Giuliano lo llevó de nuevo al salón, y poco después llegó Leonardo, seguido por su compañero de siempre, el todavía exquisito y joven Salai. A juicio de Miguel Ángel, Leonardo parecía cansado, envejecido. Su magnífica barba y la cabellera, que le llegaba a los hombros, estaban blancas ya. Los dos hombres, cuyo mutuo entendimiento era absoluto, cambiaron algunas frases de alegría al verse reunidos allí. Leonardo dijo a Miguel Ángel que había pasado bastante tiempo estudiando el techo de la Capilla Sixtina.

—Después de analizar su trabajo, he introducido algunas correcciones en mi ensayo sobre la pintura. Ha probado usted que la anatomía es extremadamente importante y útil para el artista. —Su voz se tomó impersonal al agregar—: Pero también veo un gran peligro ahí.

—¿De qué clase? —preguntó Miguel Ángel con cierta irritación.

—De exageración. El pintor, después de estudiar su bóveda, tiene que cuidar de no volverse inexpresivo a fuerza de dar demasiada importancia a los huesos, músculos y nervios: no enamorarse demasiado de las figuras desnudas, que revelan todos sus sentimientos.

—¿Cree que mis figuras son así? —inquirió Miguel Ángel con un nudo en la garganta.

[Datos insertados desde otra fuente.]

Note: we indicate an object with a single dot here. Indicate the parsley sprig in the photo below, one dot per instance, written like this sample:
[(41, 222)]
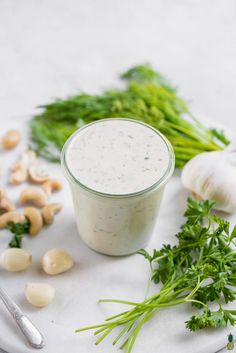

—Por el contrario: las suyas son casi perfectas. Pero ¿qué le ocurrirá al pintor que intente superarlo, ir más lejos que usted? Si su utilización de la anatomía hace que el techo de la Sixtina sea tan bueno, entonces él tendrá que utilizar todavía más anatomía para mejorar lo de usted.

—Yo no puedo hacerme responsable de exageraciones ulteriores.

—Y no lo es, salvo que ha llevado la pintura anatómica hasta su límite máximo. A los demás no les queda margen alguno para perfeccionar. Por lo tanto, distorsionarán. Y los observadores dirán: «Es culpa de Miguel Ángel… Sin él, podríamos haber refinado y mejorado la pintura anatómica a través de centenares de años». ¡Por desgracia, usted ha empezado y terminado todo en un solo techo!

Comenzaron a llegar otros invitados y poco después se oía en los salones un animado rumor de conversaciones. Miguel Ángel se quedó solo junto a una ventana que daba a la Capilla Sixtina, sin saber si estaba perplejo o dolorido. Leonardo asombraba a los invitados con sus nuevos inventos: animales llenos de aire que volaban por encima de las cabezas de todos; un lagarto vivo al que había adosado alas llenas de mercurio y cuya cabeza estaba decorada con ojos artificiales, cuernos y una barba.

Miguel Ángel murmuró para sí: «¡Questo il colmo!», y salió, dirigiéndose apresuradamente a su casa.